Career Advice On Becoming a Lecturer
Becoming a lecturer requires an immense amount of skill and experience. While a postgraduate degree may not have been a necessity 40 or 50 years ago, it is a near necessity for anyone that is looking for lecturer jobs today.
In most cases, you will need a PhD to enter into the field.
A teaching certification or qualification is not needed, but it may boost your employment options. Your best bet is to start planning for your career while you’re obtaining your PhD. The job of a lecturer has two main facets:
· Lecturing or teaching an audience or classroom full of students
· Researching continually
You’ll need to choose which facet you like most. There are some lecturers who like to only discuss groundbreaking research that they’ve just been working on, while others love to lecture continually on topics that are relatively known.

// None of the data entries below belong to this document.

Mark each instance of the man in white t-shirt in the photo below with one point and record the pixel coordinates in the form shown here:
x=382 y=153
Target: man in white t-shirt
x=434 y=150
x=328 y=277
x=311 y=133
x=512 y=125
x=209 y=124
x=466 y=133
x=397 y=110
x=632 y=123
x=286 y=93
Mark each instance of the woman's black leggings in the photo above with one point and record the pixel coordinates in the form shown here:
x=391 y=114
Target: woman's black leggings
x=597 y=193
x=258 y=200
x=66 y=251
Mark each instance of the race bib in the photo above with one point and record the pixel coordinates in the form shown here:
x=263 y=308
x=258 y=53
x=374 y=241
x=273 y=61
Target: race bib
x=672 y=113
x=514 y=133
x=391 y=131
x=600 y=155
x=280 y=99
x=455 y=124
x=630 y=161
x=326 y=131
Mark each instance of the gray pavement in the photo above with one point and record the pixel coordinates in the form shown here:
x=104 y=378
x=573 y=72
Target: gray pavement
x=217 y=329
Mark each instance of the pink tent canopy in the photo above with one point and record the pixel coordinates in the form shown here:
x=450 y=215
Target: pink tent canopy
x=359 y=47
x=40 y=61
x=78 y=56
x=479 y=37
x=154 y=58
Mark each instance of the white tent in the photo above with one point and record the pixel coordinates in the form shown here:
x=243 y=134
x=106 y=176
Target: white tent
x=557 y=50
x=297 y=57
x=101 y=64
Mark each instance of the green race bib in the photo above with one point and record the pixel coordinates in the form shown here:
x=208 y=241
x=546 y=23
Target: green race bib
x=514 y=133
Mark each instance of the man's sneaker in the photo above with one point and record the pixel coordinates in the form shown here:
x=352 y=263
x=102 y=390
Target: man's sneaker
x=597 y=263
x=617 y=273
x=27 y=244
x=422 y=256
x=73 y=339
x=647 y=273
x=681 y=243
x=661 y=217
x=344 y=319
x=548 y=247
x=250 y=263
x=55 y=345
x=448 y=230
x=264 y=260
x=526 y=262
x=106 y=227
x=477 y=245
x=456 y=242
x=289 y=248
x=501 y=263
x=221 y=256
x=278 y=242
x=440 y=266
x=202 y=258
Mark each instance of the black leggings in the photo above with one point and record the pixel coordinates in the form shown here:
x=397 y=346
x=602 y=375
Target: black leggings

As a lecturer, you’ll need to be prepared for:
· Training: An immense amount of training goes in to becoming a lecturer. Universities are continually training lecturers on new teaching methods, classroom techniques and pedagogical skills. Initial training typically takes one year, with the lecturer earning a teacher qualification in the end. While not a necessity, having a teaching qualification can help you find your first job.
· Research: Working as a lecturer requires you to be at the forefront of the field. You’ll be encouraged to be an active researcher, which is a big challenge for many lecturers. You’ll be required to work in different research areas as well as publications so that your seen as an expert in the field.
Lecturer jobs require the best experts in the field. You will need to undergo immense amounts of studying and research so that you can build yourself up as an industry expert. It’s not an easy task, and this is a field where you’ll be a continual learner that is expected to always be up-to-date in the field.
Having any publications under your name or having done any major research assignments is definitely a bonus for someone entering the field.
In an ideal world, you’ll be able to become a lecturer at your respective University. This situation will allow you to ensure that you have the requirements and qualifications to get the job. Most universities will offer lecturing positions to a PhD that has shown the utmost in research and lecturing ability.
Obtaining a high GPA is very important, with your grade point average being looked at as far back as your bachelor’s degree.
While a formal teaching qualification is not going to be required by most universities, you will be expected to demonstrate your ability to teach students. If possible, attempt to land any job that will give you experience in teaching prior to becoming a lecturer. It is very important that you learn how to teach large groups of people.
Lecturers who take any teaching classes as part of their curriculum during their studies will find that getting a job is much easier.
Landing a permanent contract as a lecturer will be difficult at first, but permanent contracts will come as you gain more experience.